In some cases, it's very close at hand. Mrs. Krack has three kids here and teacher Cathy Clapp has one. It's not unusual to hear "Mom! Mom!" when a child has a question or knows the answer to a math problem. The Pass Creek School is also a family affair in that 10 of the 15 pupils come from four families: three Kruses, three Kracks, two Brainards, and two Bryants. (We didn't check on cousins.)

There are advantages and disadvantages to being in such a small school.

Sixth-grader Kevin Brainard (who's been here since kindergarten) says, "I don't have to put up with bullies like I would in a big school, but it's hard to have very many friends living out here."

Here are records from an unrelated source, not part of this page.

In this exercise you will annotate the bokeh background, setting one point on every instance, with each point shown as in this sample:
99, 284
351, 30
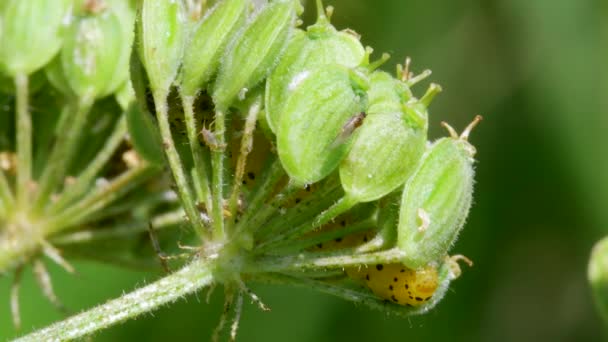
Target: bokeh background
537, 72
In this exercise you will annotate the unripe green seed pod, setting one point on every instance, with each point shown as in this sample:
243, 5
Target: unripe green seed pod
386, 94
387, 146
314, 117
255, 51
208, 41
436, 200
125, 11
91, 53
30, 33
320, 44
597, 274
161, 31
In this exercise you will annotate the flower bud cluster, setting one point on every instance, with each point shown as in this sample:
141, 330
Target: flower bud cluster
330, 173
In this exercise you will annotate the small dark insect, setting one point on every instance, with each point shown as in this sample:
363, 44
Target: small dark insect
211, 140
349, 127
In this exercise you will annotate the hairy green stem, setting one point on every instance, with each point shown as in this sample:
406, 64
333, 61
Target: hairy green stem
24, 140
6, 196
198, 154
339, 259
217, 180
271, 178
99, 199
84, 180
189, 279
62, 153
246, 147
340, 207
121, 230
183, 188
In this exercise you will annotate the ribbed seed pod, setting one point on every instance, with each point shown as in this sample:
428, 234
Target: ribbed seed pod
161, 30
125, 11
387, 146
254, 52
30, 33
207, 43
436, 200
320, 44
313, 118
91, 53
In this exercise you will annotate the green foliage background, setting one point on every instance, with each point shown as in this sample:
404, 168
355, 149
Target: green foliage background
537, 72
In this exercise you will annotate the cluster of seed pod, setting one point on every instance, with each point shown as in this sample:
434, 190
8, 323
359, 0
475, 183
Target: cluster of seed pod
330, 173
71, 185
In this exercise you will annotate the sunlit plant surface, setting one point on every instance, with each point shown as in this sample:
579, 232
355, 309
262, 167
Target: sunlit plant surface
227, 143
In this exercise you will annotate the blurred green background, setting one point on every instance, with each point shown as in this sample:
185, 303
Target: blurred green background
537, 72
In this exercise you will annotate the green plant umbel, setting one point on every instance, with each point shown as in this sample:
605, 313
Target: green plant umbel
289, 153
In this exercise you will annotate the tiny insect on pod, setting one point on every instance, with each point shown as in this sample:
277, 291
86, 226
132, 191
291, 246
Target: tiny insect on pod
388, 145
320, 44
397, 283
313, 117
436, 199
255, 51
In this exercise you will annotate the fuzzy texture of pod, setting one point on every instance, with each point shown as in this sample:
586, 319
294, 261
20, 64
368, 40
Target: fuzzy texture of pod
125, 11
436, 202
313, 118
91, 54
387, 147
597, 273
320, 44
207, 43
254, 52
161, 30
30, 33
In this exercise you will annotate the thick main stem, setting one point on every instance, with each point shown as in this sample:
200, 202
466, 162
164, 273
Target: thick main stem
217, 180
24, 140
189, 279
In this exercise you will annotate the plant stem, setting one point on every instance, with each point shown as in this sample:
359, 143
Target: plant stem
343, 205
6, 196
324, 260
62, 153
246, 146
84, 180
217, 180
272, 176
98, 199
121, 230
183, 188
198, 155
24, 140
189, 279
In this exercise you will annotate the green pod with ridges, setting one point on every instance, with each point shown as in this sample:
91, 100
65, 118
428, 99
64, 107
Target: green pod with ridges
320, 44
31, 33
436, 200
161, 30
597, 274
254, 52
387, 146
313, 118
91, 53
125, 11
207, 43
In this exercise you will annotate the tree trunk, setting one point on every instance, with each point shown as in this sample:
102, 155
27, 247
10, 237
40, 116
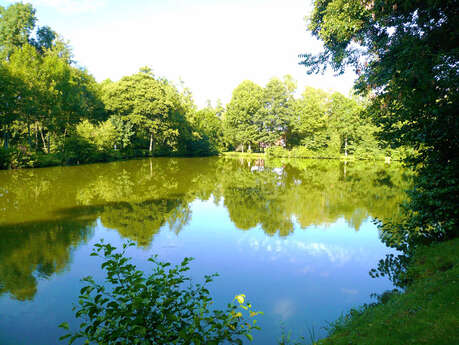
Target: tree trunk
5, 139
28, 133
345, 146
36, 137
151, 142
49, 142
43, 139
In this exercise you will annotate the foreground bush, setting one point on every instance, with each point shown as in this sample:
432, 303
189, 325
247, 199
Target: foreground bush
161, 308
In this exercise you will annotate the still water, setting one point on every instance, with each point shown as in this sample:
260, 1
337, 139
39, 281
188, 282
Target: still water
297, 237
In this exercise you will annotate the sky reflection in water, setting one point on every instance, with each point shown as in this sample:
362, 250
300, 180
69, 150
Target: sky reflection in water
296, 237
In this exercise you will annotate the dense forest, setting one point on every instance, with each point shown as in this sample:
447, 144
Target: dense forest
141, 199
54, 112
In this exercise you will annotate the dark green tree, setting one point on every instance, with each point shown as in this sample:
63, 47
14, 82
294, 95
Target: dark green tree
407, 59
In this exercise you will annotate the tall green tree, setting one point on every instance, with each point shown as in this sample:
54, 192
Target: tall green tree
147, 104
276, 110
309, 119
407, 58
16, 24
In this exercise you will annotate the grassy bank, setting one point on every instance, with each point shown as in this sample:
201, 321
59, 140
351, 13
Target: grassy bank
427, 312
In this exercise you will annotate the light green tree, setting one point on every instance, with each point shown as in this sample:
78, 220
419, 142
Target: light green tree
242, 113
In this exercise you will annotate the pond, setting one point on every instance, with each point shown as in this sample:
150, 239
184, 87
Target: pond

Kevin likes working at his own speed (he's a year ahead in math), but he misses the social contact and the opportunity to be more active in organized sports. (He's proud to point out that his ability to sprint 50 yards in 6.28 seconds makes him "the fastest kid in school.")

Rather than finish out at Pass Creek, Kevin next year is transferring to the junior high school in the nearby community of Manhattan.

Like eighth-grader Tobin Kruse (who's already doing high school math), Kevin wants to be a veterinarian ... if he doesn't become an engineer. They and the other older boys and girls often help the younger children with their schoolwork.

"Even the second-graders will help the first-graders and the kindergartners," says Mrs. Krack. "When they can explain something to the next grade down, it really helps them understand it."

Though Pass Creek is surrounded by miles of rolling hills amid spectacular mountain ranges, the pupils here are neither isolated nor academically deprived, says Mrs. Clapp. There are plans to push out one wall of the school to make an alcove for the Apple IIe computer, which already generates considerable activity over in one corner.

Students make frequent trips to the library in Bozeman or to the facilities at Montana State University there. The day after our visit, a field trip went there to learn how holograms are made and a few days later another visited the fisheries laboratory at MSU.

"The agriculture department at the university is just fantastic," says Mrs. Clapp. "The professor who does genetic studies has come out and talked to the kids. A lot of people might say there are too few kids to fool with, but we've never had that problem." When field trips are organized, she adds, "we just line up parents for transportation."

As Judy Krack says, "It's like a big family."